Except that in these parts, the notoriously slow justice system has made it possible for the just and the innocent to be trapped in a hellhole cheek by jowl with the wicked and the murderous. Under this justice system, those charged with a crime and who are too poor to post bail are put behind bars while awaiting trial. And that can take years, as criminal cases pile up faster than they can be tried. The courts are clogged with too many cases and too few judges; corrupt and incompetent investigators and prosecutors can further delay the trial.
The Duterte administration’s war on drugs bodes ill as well for inmates. With 12,920 alleged drug pushers arrested and 626,368 surrenderers between July 1 and Aug. 30, expect even more warm bodies to bring jail conditions to a boiling, roiling soup of extreme overcrowding, lack of running water, primitive toilets, substandard meals—and gang wars.

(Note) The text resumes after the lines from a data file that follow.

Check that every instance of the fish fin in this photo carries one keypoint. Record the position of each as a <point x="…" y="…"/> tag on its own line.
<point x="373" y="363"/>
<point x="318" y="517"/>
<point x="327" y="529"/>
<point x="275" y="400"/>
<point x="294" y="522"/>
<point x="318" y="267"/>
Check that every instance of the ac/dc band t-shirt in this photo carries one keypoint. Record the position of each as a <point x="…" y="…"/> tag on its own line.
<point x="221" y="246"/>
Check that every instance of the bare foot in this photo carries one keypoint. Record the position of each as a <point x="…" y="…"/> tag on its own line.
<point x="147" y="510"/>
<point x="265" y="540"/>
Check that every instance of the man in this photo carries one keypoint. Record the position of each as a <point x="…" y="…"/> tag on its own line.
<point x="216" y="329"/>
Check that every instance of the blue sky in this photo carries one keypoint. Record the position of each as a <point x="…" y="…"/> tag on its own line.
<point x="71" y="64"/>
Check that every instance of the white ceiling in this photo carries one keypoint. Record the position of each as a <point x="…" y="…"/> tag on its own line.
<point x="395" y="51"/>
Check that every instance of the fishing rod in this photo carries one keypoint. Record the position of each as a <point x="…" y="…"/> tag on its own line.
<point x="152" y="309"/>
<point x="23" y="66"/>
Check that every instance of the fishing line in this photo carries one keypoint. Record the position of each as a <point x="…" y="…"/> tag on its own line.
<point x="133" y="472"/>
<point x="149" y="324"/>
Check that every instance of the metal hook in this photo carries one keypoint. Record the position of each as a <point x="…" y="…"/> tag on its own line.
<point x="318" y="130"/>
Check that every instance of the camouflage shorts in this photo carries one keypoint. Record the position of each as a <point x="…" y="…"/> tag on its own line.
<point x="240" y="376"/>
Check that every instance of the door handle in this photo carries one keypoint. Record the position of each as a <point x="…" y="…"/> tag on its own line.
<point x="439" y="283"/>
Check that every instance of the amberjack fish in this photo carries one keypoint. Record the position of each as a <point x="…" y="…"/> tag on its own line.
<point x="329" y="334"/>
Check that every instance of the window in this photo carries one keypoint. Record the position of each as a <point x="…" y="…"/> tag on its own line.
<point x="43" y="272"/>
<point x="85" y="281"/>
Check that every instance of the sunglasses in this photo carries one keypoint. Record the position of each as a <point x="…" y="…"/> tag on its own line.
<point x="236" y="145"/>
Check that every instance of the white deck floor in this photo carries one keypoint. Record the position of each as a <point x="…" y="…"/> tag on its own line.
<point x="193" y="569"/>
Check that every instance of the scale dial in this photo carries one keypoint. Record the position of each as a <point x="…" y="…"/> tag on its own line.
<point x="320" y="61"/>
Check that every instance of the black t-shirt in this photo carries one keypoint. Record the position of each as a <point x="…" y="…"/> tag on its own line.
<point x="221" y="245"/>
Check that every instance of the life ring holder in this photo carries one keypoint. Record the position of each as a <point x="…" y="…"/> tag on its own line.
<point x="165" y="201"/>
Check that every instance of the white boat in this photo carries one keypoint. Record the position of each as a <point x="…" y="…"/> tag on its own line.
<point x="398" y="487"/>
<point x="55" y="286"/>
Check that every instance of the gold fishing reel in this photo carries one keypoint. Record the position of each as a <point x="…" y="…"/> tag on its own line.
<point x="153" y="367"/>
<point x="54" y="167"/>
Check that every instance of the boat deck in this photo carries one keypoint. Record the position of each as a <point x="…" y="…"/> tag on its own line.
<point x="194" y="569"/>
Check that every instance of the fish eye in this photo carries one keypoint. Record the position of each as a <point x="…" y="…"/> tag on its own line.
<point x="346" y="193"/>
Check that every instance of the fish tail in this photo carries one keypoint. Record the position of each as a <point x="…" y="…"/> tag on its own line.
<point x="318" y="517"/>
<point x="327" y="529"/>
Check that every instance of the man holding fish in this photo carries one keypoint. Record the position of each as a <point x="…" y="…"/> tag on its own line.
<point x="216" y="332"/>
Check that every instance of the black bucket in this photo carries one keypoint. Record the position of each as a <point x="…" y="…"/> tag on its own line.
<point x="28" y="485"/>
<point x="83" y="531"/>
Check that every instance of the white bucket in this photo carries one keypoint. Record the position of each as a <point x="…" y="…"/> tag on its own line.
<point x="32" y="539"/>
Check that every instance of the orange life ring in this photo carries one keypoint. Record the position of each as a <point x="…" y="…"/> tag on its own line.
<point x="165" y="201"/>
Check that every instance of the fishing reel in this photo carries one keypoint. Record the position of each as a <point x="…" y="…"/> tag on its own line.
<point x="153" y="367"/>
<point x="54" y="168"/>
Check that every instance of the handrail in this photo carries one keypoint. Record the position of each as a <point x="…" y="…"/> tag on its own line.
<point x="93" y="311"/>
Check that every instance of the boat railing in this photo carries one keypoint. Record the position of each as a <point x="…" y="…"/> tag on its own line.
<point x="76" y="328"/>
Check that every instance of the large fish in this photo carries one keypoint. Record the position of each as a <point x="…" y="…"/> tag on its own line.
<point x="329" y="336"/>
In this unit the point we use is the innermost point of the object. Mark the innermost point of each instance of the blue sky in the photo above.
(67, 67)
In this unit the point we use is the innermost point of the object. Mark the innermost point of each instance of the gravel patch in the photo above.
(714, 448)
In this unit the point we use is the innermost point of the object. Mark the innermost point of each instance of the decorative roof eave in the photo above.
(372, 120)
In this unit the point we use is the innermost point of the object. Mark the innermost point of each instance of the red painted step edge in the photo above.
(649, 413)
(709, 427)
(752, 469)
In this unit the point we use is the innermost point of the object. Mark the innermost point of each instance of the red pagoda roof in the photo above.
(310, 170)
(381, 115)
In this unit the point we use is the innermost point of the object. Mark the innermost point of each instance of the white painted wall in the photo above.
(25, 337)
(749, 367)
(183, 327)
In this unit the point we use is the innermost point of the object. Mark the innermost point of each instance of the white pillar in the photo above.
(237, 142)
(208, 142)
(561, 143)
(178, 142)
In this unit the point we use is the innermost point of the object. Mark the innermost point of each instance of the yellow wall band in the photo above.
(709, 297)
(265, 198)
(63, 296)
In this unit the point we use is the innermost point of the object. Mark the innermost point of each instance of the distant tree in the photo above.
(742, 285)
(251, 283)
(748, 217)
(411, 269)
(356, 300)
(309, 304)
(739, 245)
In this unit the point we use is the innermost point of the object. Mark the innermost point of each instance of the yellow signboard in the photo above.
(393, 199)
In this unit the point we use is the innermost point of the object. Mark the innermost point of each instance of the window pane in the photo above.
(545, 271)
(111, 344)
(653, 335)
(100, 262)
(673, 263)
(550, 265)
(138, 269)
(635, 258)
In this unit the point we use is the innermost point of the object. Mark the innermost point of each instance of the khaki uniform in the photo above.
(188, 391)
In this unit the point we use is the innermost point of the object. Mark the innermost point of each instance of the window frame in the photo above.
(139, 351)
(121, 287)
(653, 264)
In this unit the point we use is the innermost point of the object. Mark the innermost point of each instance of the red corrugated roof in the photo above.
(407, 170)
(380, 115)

With some 1,900 alleged drug users and pushers killed in official antidrug operations, mostly “in self-defense,” according to the police, one wonders if the coup de grace was the convenient act to avoid adding to the already-bursting-at-the-seams inmate population in the jails.
Holding people in cramped spaces is cruel and inhuman punishment that is dangerous to health and human life. It breeds diseases, breaks down discipline, and exacerbates tensions. Having to fight for air and space 24 hours a day can make prison life a living hell.
Reforming the prisons certainly needs a bigger budget—to improve the quality of food, clean up the facilities, provide livelihood skills, productive pursuits and leisure, and include more prosecutors and trial judges in the criminal justice system.
The Supreme Court’s resolution on May 18 that limits trials to only 180 days is a good start, with judges prioritizing cases where defendants are minors or too poor to post bail.
The need to make prison conditions more humane is not just an affirmation of the Constitution and several international treaties to which the Philippines is a signatory; it is also recognition that the correctional system is meant to rehabilitate inmates and give them another chance to be part of mainstream society once more as productive social beings.